Influence of PV/T waste heat on water productivity and electricity generation of solar stills using heat pipes and thermoelectric generator: An experimental study and environmental analysis

In recent years, numerous studies have been performed to improve the evaporation rate of solar stills and the electrical power of the photovoltaic module. In this paper, an experimental study of modified single slope solar still integrated with a photovoltaic panel, heat pipes and thermoelectric generator to enhance the performance of solar still is presented and compared with conventional solar stills. Five heat pipes were proposed and installed below a photovoltaic module to transfer the generated waste heat to the saline water of a solar still. Two thermoelectric generators were installed between the photovoltaic panel (hot sides) and the cooling water block (cold sides) to use the generated waste heat.

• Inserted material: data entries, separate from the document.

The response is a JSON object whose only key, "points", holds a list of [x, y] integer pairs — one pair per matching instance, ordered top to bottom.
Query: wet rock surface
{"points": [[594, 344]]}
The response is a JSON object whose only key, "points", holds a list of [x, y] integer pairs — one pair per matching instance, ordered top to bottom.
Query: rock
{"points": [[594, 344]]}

The saline water flows to the cooling water block and then to the evaporation zones of the heat pipes to increase the water temperature and enhance the electrical power of the photovoltaic panel and thermoelectric generator. Results showed that the highest hourly power generation of the solar panel of conventional solar still (CSS), solar still by water cooling and thermoelectric generators (SS-WT), solar still by heat pipes (SS-HP) and solar still by heat pipes, water cooling and thermoelectric generators (SS-HP -WT) was about 68 W, 69 W, 73 W and 75 W, respectively. Also, the daily water productivity of CSS, SS-WT, SS -HP and SS-HP-WT was about 748 ml/m2, 832 ml/m2, 1058 ml/m2 and 1162 ml/m2, respectively. Moreover, CPL of CSS, SS-WT, SS-HP and SS-HP-WT were about 0.042 $/L, 0.098 $/L, 0.077 $/L, 0.084 $/L, respectively. In addition, cost per power production of conventional photovoltaic, SS-WT, SS-HP and SS-HP-WT were about 0.061 $/kWh, 0.141 $/kWh, 0.128 $/kWh and 0.147$/kWh, respectively.

Automated summary

This paper presents an experimental study on improving the performance of a solar still by integrating a photovoltaic panel, heat pipes, and thermoelectric generators. The results show that the integrated solar still outperforms the conventional still in terms of power generation, water productivity, and cost.